Militants from the Turkey-backed Free Syrian Army (FSA) sold an armored vehicle belonging to the Turkish military to the Islamic State in Iraq and the Levant (ISIL), the Birgün daily reported on Wednesday.
According to the report, videos acquired by the daily show FSA militants selling or handing over an armored vehicle to ISIL militants.
The armored vehicle was used by the Turkish army in Operation Euphrates Shield in northern Syria, which ended in late March.
Birgün claimed that a tank with the tag number 243768, worth over $600,000, was first seen with a FSA militant in a video and later in a different ISIL video in which an ISIL member points to the vehicle and says “booty.”

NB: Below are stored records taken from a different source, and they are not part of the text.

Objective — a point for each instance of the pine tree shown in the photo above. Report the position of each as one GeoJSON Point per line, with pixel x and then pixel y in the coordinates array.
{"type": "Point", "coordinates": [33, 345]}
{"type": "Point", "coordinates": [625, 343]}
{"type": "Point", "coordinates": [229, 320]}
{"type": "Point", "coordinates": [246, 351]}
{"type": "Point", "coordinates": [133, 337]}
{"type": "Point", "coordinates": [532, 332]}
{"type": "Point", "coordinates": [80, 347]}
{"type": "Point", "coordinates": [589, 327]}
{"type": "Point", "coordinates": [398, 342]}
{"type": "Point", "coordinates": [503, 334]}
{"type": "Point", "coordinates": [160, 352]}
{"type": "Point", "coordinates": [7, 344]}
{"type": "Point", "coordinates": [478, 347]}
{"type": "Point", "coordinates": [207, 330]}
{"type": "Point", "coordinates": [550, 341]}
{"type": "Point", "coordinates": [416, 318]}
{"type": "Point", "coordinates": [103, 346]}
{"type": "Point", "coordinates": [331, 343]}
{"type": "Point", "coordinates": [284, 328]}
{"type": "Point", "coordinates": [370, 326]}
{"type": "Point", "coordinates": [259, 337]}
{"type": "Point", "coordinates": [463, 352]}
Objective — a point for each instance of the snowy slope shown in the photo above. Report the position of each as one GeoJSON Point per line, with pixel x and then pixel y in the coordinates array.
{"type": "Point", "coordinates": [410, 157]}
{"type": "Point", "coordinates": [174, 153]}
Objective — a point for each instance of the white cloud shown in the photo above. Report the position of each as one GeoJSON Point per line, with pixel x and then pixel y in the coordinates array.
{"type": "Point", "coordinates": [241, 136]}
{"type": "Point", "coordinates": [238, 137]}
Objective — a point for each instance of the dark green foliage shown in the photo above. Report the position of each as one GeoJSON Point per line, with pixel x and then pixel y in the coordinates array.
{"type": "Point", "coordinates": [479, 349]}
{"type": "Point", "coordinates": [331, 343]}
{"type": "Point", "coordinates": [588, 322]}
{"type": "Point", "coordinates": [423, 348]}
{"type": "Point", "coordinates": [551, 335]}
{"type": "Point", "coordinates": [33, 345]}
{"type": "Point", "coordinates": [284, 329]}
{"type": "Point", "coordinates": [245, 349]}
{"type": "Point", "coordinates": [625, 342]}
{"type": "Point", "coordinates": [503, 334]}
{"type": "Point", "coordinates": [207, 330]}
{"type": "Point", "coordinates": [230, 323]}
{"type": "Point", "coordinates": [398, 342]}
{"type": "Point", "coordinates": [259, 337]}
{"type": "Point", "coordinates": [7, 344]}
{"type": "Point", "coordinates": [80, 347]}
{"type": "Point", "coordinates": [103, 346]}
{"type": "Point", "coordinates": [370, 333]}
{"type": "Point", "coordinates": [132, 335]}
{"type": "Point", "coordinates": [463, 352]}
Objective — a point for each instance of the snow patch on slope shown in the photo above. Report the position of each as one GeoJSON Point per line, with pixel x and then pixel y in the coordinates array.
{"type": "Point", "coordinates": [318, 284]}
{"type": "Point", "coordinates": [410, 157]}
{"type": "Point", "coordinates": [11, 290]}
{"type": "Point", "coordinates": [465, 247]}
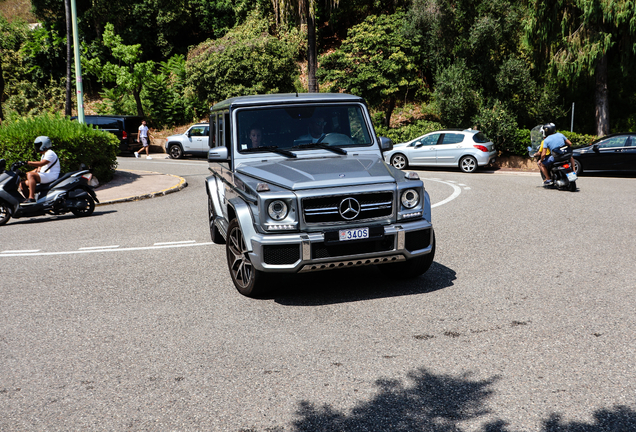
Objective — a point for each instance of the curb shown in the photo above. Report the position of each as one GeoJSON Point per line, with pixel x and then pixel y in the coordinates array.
{"type": "Point", "coordinates": [182, 184]}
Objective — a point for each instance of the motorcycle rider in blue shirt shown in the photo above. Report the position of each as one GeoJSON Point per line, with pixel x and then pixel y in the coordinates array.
{"type": "Point", "coordinates": [552, 140]}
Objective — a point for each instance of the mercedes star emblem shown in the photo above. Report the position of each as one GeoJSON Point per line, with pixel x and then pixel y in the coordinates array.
{"type": "Point", "coordinates": [349, 208]}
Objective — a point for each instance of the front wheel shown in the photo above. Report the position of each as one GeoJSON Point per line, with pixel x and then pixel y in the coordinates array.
{"type": "Point", "coordinates": [468, 164]}
{"type": "Point", "coordinates": [247, 280]}
{"type": "Point", "coordinates": [5, 213]}
{"type": "Point", "coordinates": [87, 209]}
{"type": "Point", "coordinates": [399, 161]}
{"type": "Point", "coordinates": [175, 151]}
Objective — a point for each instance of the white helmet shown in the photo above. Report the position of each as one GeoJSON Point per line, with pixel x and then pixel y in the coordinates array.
{"type": "Point", "coordinates": [42, 143]}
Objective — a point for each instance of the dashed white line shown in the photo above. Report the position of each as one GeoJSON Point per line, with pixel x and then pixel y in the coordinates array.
{"type": "Point", "coordinates": [173, 243]}
{"type": "Point", "coordinates": [100, 250]}
{"type": "Point", "coordinates": [99, 247]}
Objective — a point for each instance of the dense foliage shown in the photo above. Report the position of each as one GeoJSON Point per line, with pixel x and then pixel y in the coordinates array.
{"type": "Point", "coordinates": [74, 143]}
{"type": "Point", "coordinates": [247, 60]}
{"type": "Point", "coordinates": [502, 66]}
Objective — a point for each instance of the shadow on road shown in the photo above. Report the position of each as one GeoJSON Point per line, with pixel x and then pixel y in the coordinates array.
{"type": "Point", "coordinates": [354, 284]}
{"type": "Point", "coordinates": [438, 403]}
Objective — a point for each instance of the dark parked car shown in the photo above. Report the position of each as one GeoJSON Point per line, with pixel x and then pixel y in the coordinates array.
{"type": "Point", "coordinates": [125, 127]}
{"type": "Point", "coordinates": [616, 152]}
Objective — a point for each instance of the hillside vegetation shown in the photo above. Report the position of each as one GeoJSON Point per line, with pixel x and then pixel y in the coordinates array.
{"type": "Point", "coordinates": [499, 66]}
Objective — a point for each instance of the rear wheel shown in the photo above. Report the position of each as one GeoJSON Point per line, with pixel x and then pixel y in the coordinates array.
{"type": "Point", "coordinates": [175, 151]}
{"type": "Point", "coordinates": [399, 161]}
{"type": "Point", "coordinates": [247, 280]}
{"type": "Point", "coordinates": [468, 164]}
{"type": "Point", "coordinates": [578, 168]}
{"type": "Point", "coordinates": [572, 186]}
{"type": "Point", "coordinates": [5, 213]}
{"type": "Point", "coordinates": [87, 209]}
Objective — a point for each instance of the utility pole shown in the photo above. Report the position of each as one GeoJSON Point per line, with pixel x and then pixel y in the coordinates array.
{"type": "Point", "coordinates": [78, 66]}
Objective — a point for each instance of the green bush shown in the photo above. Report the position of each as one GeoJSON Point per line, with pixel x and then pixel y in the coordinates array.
{"type": "Point", "coordinates": [407, 132]}
{"type": "Point", "coordinates": [247, 60]}
{"type": "Point", "coordinates": [579, 140]}
{"type": "Point", "coordinates": [74, 143]}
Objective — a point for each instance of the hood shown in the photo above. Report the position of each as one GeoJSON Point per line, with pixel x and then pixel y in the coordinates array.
{"type": "Point", "coordinates": [315, 173]}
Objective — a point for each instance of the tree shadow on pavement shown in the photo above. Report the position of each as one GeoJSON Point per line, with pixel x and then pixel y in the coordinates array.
{"type": "Point", "coordinates": [353, 284]}
{"type": "Point", "coordinates": [438, 403]}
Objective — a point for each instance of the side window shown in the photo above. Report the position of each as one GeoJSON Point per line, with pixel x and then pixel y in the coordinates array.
{"type": "Point", "coordinates": [430, 139]}
{"type": "Point", "coordinates": [228, 129]}
{"type": "Point", "coordinates": [453, 138]}
{"type": "Point", "coordinates": [613, 142]}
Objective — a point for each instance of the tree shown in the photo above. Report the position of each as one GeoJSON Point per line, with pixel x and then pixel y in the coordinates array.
{"type": "Point", "coordinates": [247, 60]}
{"type": "Point", "coordinates": [306, 11]}
{"type": "Point", "coordinates": [69, 75]}
{"type": "Point", "coordinates": [575, 38]}
{"type": "Point", "coordinates": [377, 61]}
{"type": "Point", "coordinates": [129, 73]}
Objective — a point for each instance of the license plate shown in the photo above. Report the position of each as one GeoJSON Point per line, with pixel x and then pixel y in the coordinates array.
{"type": "Point", "coordinates": [354, 234]}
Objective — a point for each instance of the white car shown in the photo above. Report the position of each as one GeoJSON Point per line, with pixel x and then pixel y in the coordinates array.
{"type": "Point", "coordinates": [194, 141]}
{"type": "Point", "coordinates": [466, 149]}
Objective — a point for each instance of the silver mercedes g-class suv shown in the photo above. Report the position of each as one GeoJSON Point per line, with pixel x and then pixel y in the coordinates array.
{"type": "Point", "coordinates": [298, 184]}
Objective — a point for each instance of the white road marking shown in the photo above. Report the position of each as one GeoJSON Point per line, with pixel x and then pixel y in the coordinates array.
{"type": "Point", "coordinates": [456, 192]}
{"type": "Point", "coordinates": [99, 247]}
{"type": "Point", "coordinates": [169, 243]}
{"type": "Point", "coordinates": [27, 253]}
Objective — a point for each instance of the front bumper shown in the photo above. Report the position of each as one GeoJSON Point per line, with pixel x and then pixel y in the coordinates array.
{"type": "Point", "coordinates": [315, 251]}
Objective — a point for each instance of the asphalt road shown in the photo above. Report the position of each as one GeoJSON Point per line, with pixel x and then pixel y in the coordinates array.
{"type": "Point", "coordinates": [128, 320]}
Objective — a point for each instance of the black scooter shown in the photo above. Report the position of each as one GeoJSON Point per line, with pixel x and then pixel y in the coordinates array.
{"type": "Point", "coordinates": [71, 192]}
{"type": "Point", "coordinates": [562, 172]}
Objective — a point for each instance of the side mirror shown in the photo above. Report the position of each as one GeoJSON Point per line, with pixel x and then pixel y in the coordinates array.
{"type": "Point", "coordinates": [218, 154]}
{"type": "Point", "coordinates": [386, 144]}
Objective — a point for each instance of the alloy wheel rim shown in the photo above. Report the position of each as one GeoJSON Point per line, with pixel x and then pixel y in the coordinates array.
{"type": "Point", "coordinates": [240, 265]}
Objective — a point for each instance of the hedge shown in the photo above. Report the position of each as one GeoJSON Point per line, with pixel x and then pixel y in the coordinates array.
{"type": "Point", "coordinates": [74, 144]}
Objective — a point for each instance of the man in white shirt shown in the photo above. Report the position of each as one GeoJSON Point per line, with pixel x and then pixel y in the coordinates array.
{"type": "Point", "coordinates": [143, 138]}
{"type": "Point", "coordinates": [48, 168]}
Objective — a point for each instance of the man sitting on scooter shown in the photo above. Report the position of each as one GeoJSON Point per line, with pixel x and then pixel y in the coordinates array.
{"type": "Point", "coordinates": [552, 140]}
{"type": "Point", "coordinates": [48, 168]}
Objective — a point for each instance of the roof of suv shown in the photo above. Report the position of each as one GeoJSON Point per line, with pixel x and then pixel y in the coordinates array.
{"type": "Point", "coordinates": [284, 98]}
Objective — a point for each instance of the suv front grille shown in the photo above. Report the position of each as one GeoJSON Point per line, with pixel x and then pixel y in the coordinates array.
{"type": "Point", "coordinates": [344, 208]}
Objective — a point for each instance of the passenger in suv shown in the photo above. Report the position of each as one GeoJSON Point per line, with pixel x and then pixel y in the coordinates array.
{"type": "Point", "coordinates": [300, 204]}
{"type": "Point", "coordinates": [194, 141]}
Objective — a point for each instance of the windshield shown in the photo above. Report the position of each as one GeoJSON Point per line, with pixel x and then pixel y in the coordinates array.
{"type": "Point", "coordinates": [302, 127]}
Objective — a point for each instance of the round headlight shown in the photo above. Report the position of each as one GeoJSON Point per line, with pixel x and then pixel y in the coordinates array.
{"type": "Point", "coordinates": [277, 210]}
{"type": "Point", "coordinates": [410, 198]}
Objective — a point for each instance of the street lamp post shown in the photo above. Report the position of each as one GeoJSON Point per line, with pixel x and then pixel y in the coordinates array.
{"type": "Point", "coordinates": [78, 66]}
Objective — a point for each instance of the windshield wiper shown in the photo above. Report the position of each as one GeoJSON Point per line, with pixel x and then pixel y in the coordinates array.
{"type": "Point", "coordinates": [324, 146]}
{"type": "Point", "coordinates": [273, 149]}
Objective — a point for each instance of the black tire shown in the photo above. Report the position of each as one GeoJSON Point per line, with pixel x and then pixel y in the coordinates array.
{"type": "Point", "coordinates": [87, 210]}
{"type": "Point", "coordinates": [578, 167]}
{"type": "Point", "coordinates": [247, 280]}
{"type": "Point", "coordinates": [399, 161]}
{"type": "Point", "coordinates": [468, 164]}
{"type": "Point", "coordinates": [410, 268]}
{"type": "Point", "coordinates": [215, 234]}
{"type": "Point", "coordinates": [175, 151]}
{"type": "Point", "coordinates": [5, 213]}
{"type": "Point", "coordinates": [572, 186]}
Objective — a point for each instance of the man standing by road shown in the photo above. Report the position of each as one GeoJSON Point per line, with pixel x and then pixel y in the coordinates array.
{"type": "Point", "coordinates": [144, 139]}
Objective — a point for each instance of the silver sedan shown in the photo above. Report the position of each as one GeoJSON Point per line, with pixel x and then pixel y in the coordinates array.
{"type": "Point", "coordinates": [466, 149]}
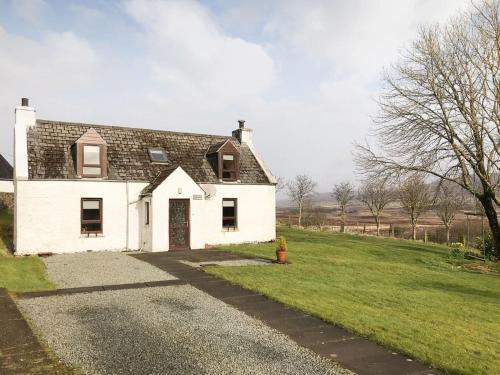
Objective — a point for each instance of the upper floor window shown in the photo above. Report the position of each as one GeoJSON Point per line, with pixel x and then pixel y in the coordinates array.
{"type": "Point", "coordinates": [224, 158]}
{"type": "Point", "coordinates": [91, 158]}
{"type": "Point", "coordinates": [91, 161]}
{"type": "Point", "coordinates": [229, 213]}
{"type": "Point", "coordinates": [158, 155]}
{"type": "Point", "coordinates": [229, 167]}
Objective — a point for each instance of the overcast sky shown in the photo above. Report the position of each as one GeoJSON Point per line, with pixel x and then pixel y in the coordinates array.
{"type": "Point", "coordinates": [303, 74]}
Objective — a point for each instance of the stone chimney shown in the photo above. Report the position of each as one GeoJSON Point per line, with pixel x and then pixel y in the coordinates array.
{"type": "Point", "coordinates": [243, 134]}
{"type": "Point", "coordinates": [24, 119]}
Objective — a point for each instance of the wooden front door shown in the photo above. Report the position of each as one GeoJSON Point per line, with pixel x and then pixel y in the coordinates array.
{"type": "Point", "coordinates": [178, 231]}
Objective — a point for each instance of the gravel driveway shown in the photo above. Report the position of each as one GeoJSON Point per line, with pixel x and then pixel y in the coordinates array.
{"type": "Point", "coordinates": [100, 268]}
{"type": "Point", "coordinates": [165, 330]}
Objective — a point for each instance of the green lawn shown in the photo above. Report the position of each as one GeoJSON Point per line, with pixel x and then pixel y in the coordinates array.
{"type": "Point", "coordinates": [19, 274]}
{"type": "Point", "coordinates": [407, 296]}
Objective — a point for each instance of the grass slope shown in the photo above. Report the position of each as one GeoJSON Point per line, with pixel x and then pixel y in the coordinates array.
{"type": "Point", "coordinates": [406, 296]}
{"type": "Point", "coordinates": [19, 274]}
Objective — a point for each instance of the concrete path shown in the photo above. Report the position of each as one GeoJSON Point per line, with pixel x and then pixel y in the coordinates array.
{"type": "Point", "coordinates": [350, 351]}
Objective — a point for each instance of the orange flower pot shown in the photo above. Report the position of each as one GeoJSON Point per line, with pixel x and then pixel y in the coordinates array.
{"type": "Point", "coordinates": [281, 256]}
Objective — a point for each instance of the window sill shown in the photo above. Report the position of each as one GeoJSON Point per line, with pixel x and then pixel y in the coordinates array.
{"type": "Point", "coordinates": [91, 235]}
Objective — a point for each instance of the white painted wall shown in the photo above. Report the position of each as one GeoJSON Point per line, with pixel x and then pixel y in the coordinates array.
{"type": "Point", "coordinates": [48, 216]}
{"type": "Point", "coordinates": [177, 186]}
{"type": "Point", "coordinates": [6, 186]}
{"type": "Point", "coordinates": [256, 214]}
{"type": "Point", "coordinates": [25, 118]}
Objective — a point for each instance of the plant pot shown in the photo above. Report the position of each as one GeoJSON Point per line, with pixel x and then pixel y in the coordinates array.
{"type": "Point", "coordinates": [281, 256]}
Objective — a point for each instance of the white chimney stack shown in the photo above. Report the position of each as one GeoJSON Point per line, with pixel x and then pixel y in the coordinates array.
{"type": "Point", "coordinates": [25, 118]}
{"type": "Point", "coordinates": [242, 134]}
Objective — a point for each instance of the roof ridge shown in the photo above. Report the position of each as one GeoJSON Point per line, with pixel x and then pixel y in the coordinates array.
{"type": "Point", "coordinates": [132, 128]}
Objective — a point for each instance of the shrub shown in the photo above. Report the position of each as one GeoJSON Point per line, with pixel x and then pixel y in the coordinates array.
{"type": "Point", "coordinates": [489, 248]}
{"type": "Point", "coordinates": [456, 253]}
{"type": "Point", "coordinates": [281, 244]}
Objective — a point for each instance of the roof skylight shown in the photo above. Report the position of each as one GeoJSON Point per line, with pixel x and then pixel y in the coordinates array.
{"type": "Point", "coordinates": [158, 155]}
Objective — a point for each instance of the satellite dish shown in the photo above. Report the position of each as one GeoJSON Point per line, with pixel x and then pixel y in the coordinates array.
{"type": "Point", "coordinates": [210, 190]}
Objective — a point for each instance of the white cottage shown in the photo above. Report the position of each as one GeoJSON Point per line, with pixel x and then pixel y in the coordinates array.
{"type": "Point", "coordinates": [82, 187]}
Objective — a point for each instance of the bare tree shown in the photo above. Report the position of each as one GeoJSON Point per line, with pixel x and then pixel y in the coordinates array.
{"type": "Point", "coordinates": [280, 184]}
{"type": "Point", "coordinates": [344, 194]}
{"type": "Point", "coordinates": [299, 189]}
{"type": "Point", "coordinates": [415, 197]}
{"type": "Point", "coordinates": [375, 194]}
{"type": "Point", "coordinates": [448, 202]}
{"type": "Point", "coordinates": [440, 109]}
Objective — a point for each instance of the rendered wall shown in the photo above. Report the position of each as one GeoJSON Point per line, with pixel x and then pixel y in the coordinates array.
{"type": "Point", "coordinates": [256, 212]}
{"type": "Point", "coordinates": [6, 186]}
{"type": "Point", "coordinates": [48, 216]}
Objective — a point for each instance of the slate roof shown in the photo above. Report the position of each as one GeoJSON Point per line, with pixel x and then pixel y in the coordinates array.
{"type": "Point", "coordinates": [51, 153]}
{"type": "Point", "coordinates": [6, 170]}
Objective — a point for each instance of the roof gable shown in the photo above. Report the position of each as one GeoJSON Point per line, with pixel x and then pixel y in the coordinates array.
{"type": "Point", "coordinates": [91, 137]}
{"type": "Point", "coordinates": [226, 145]}
{"type": "Point", "coordinates": [6, 170]}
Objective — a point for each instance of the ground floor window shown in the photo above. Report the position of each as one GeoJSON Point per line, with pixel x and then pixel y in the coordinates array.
{"type": "Point", "coordinates": [229, 213]}
{"type": "Point", "coordinates": [91, 215]}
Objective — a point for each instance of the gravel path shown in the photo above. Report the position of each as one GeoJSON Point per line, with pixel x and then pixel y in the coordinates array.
{"type": "Point", "coordinates": [165, 330]}
{"type": "Point", "coordinates": [100, 268]}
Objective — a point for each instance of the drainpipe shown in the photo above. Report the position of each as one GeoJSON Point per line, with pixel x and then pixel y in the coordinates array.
{"type": "Point", "coordinates": [127, 225]}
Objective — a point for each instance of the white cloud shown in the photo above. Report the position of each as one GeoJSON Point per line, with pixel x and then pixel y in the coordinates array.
{"type": "Point", "coordinates": [359, 36]}
{"type": "Point", "coordinates": [31, 11]}
{"type": "Point", "coordinates": [193, 57]}
{"type": "Point", "coordinates": [45, 70]}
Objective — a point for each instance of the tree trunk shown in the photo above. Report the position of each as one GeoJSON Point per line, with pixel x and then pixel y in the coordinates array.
{"type": "Point", "coordinates": [491, 214]}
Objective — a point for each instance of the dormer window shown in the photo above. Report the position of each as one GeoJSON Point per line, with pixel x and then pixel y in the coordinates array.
{"type": "Point", "coordinates": [228, 167]}
{"type": "Point", "coordinates": [224, 158]}
{"type": "Point", "coordinates": [91, 155]}
{"type": "Point", "coordinates": [158, 155]}
{"type": "Point", "coordinates": [91, 161]}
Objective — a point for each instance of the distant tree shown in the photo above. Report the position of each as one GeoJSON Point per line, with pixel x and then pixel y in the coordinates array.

According to Birgün, Turkey’s General Staff has launched an investigation into the incident but no results have yet been obtained.
A Turkish soldier whose name was not disclosed told Birgün that “the operation was run under very difficult conditions. There was no food and no place to bathe. There was a double standard between our [Turkish Armed Forces] soldiers and the FSA members. They [FSA] had better conditions. Moreover, FSA members sold an armored vehicle. It was ours. Most of the FSA militants were thieves, drug abusers and smugglers.”
Over 70 Turkish soldiers lost their lives during the eight-month-long operation in northern Syria.